# Hello from London



## KatSommers (May 25, 2011)

Hi there,

I'm writing the first draft of a novel and hoping to swap notes with people doing the same thing! It's quite a lonely business so I thought it'd be nice to hear what others have to say about it, and how they're coping.

I write a blog about the project, posting something every week on what I'm doing, and any breakthroughs or setbacks along the way. I find it helps me clear my mind, and gives me an incentive to write as much and as often as I can.

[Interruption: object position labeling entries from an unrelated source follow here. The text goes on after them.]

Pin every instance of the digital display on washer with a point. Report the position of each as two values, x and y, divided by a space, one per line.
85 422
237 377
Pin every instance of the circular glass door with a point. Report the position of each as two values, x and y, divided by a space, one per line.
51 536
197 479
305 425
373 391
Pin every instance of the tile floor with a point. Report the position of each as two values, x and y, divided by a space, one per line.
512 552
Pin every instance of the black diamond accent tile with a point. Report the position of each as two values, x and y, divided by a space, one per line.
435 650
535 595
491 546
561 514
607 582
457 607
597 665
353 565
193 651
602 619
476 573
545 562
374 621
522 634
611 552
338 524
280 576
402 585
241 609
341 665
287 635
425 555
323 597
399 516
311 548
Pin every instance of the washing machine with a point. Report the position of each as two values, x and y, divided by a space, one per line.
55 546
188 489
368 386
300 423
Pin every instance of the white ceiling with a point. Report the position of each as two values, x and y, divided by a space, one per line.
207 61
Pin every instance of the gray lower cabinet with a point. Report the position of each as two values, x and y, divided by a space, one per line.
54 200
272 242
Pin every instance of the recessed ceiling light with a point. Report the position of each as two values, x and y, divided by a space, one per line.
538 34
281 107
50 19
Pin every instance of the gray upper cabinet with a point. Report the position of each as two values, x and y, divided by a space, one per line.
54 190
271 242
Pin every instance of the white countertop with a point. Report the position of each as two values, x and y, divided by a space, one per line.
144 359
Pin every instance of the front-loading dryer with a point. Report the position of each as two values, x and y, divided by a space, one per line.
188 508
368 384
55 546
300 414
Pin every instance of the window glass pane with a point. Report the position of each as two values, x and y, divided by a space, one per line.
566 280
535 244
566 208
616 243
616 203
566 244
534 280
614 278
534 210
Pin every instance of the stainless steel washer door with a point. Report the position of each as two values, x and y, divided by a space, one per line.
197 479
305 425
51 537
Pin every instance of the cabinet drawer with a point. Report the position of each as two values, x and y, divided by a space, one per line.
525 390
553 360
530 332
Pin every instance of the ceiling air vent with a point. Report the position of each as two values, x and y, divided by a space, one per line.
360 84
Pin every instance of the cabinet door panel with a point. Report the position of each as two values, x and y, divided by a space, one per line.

At the moment I'm wondering about first readers. Do any of you have a first reader in mind when you write?

Thanks,
Kat


----------



## Gumby (May 25, 2011)

Hi Kat, welcome to the site.


----------



## Nickie (May 25, 2011)

Hi there Kat, and welcome to the forums. As long as my writing is concerned, I am my own first reader. When I read through the text and it pleases me, it's ok. Then my sister has a  peak. She's not afraid to speak her mind, so that counts for criticism.


Nickie


----------



## TheFuhrer02 (May 25, 2011)

Greetings, Kat, and welcome to WF! :hi:


----------



## KatSommers (May 25, 2011)

Thanks Nickie. Do you read your work straight away, or only after you've written a whole draft?



Nickie said:


> Hi there Kat, and welcome to the forums. As long as my writing is concerned, I am my own first reader. When I read through the text and it pleases me, it's ok. Then my sister has a  peak. She's not afraid to speak her mind, so that counts for criticism.
> 
> 
> Nickie


----------



## KatSommers (May 25, 2011)

Thanks!


----------



## Lakeside3533 (Mar 30, 2012)

I have about 3 people who read everything I write. I have certain people that read certain types of what I write (I write a lot of different type stuff). They are very gracious to read  what I write but I keep them entertained and only give them things to read that are not too terribly first draft. I write for me, not for a first reader. But I do have a lot of first readers who read my stuff in the interim- Mainly I do it to make sure I'm on the right track.

Hope this helps.


----------



## Neal Ranzoni (Apr 1, 2012)

Lakeside3533 said:


> I write for me, not for a first reader.



That says it all in my opinion. When you start writing for everyone else I think you start making twilight knock offs not true literary art. I write and paint. Its not for anyone else but myself if someone else likes it and wants to make a purchase cool. But I do it for me.


----------



## Potty (Apr 2, 2012)

Is a first reader someone you wave your draft at and go "Oh oh! Look what my minds just farted out onto the page! Read it now or I'll unfriend you."?  If so I make the other half do that. I can usually tell she is enjoying the actual story when she stops correcting my spelling and just reads it. 



> When you start writing for everyone else I think you start making twilight



As for writing for myself? I've said this before; I get a lot of enjoyment from writing... but I'm in it for the money. If I came up with some rubbish like Twilight I would be over the moon... and really rather rich.


----------



## BabaYaga (Apr 2, 2012)

Welcome Kat, the nice thing about the forums is that there are a whole lot of first readers here, and none of them are obligated by friendship or marriage to tell you that the sun shines out your butt. I think you should just write what makes you happy... 

And then put vampires in it.


----------